Кипя от гнева, обиды и возбуждения, которым все еще пропитана каждая клетка тела, я решительно ступаю под горячий душ. Больше не плачу – много чести. Взращиваю в себе злость. Она лучше, чем слезы. Что угодно лучше, чем слезы.

А я ведь считала, что злость – это деструктивное чувство, разрушающее человека. Глупая. Глупая. Глупая идиотка. Хорошо, что сегодня Гордеев избавил меня от этого наивного убеждения. Больше никаких иллюзий: прошлое – в прошлом, настоящее предельно ясно. Ультиматум. Долг. Платеж. Три недели. Я, конечно, справлюсь. Без лишних чувств и сантиментов. Раз Кирилл может – и я смогу.

Щедро намыливаю кожу гелем, ожесточенно тру мочалкой тело в отчаянной попытке стереть с себя любые напоминания о прикосновениях, поцелуях, болезненно сладких ощущениях, которые подарили мне руки, губы и язык Гордеева. Ничего не помогает. Его запах будто въелся в кровь, а пальцы поставили несмываемый отпечаток на коже. И как же бесит, что то, что для него было показательным актом возмездия, для меня стало настоящим потрясением и оставило после себя такую физическую и эмоциональную опустошенность.

«А чего ты хотела, дурочка?
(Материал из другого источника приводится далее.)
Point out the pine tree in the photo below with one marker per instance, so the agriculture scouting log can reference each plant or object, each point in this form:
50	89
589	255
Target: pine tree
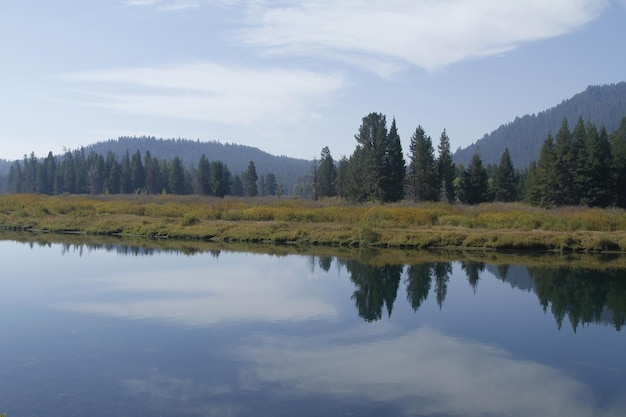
271	184
423	178
126	182
446	169
113	174
342	172
176	177
137	173
618	164
546	181
504	181
566	165
220	179
394	167
249	179
368	159
326	174
237	187
474	184
203	176
154	177
48	173
595	172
Чего ждала, когда он выкатил свое условие? Что он будет устраивать романтичные вечера так, как раньше? Дарить ласку и нежность? Целовать до потери сознания?»

Целовать… Он ведь даже не поцеловал меня! Ни разу. Искусал мою шею. Сделал все максимально отстраненно, чтобы подчеркнуть пропасть между тем, что было тогда, и тем, что есть сейчас. Все было просчитано. Пока я беспечно купалась в водовороте страсти, он четко и методично следовал своей цели. Намеренно распалял, чтобы ударить как можно больнее. И я знала, должна была знать, что к этому все и идет. Просто не ожидала, что будет так… так больно. И страшно. Потому что даже сейчас в голове непрестанно вертится вопрос: что я буду делать, если завтра Кирилл решит сделать что-то подобное снова? Он наглядно продемонстрировал мне, что за все годы я так и не смогла побороть своей слабости к нему. Ни с кем и никогда я бы не вспыхнула так быстро. Ни с кем и никогда мое унижение не было бы столь сильным. Только с ним. Так было всегда. Думала, что переболела. Но нет, губительные споры все еще там внутри, спрятались глубоко – не вырвешь.

Делаю температуру воды ниже, чтобы привести себя в чувство. Холодно. Но голова немного прочищается. По крайней мере, первый порыв – покидать вещи в сумку и уехать в ночь – уже не кажется единственно верным. В своей жизни я достаточно бегала. И как бы тяжело мне ни было признавать это, Гордеев прав, на все это я согласилась сама. Согласилась, просто не подумала о последствиях, а значит, мне некого винить. Кроме себя.

Насухо вытираюсь полотенцем и надеваю пижаму. Хочу поскорее уснуть. Уснуть, а завтра посмотреть на ситуацию свежим взглядом. Но растревоженное ласками тело не дает мне забыться. Заставляет с маниакальным упорством переживать минуты высочайшего наслаждения и одуряющего унижения. Снова и снова.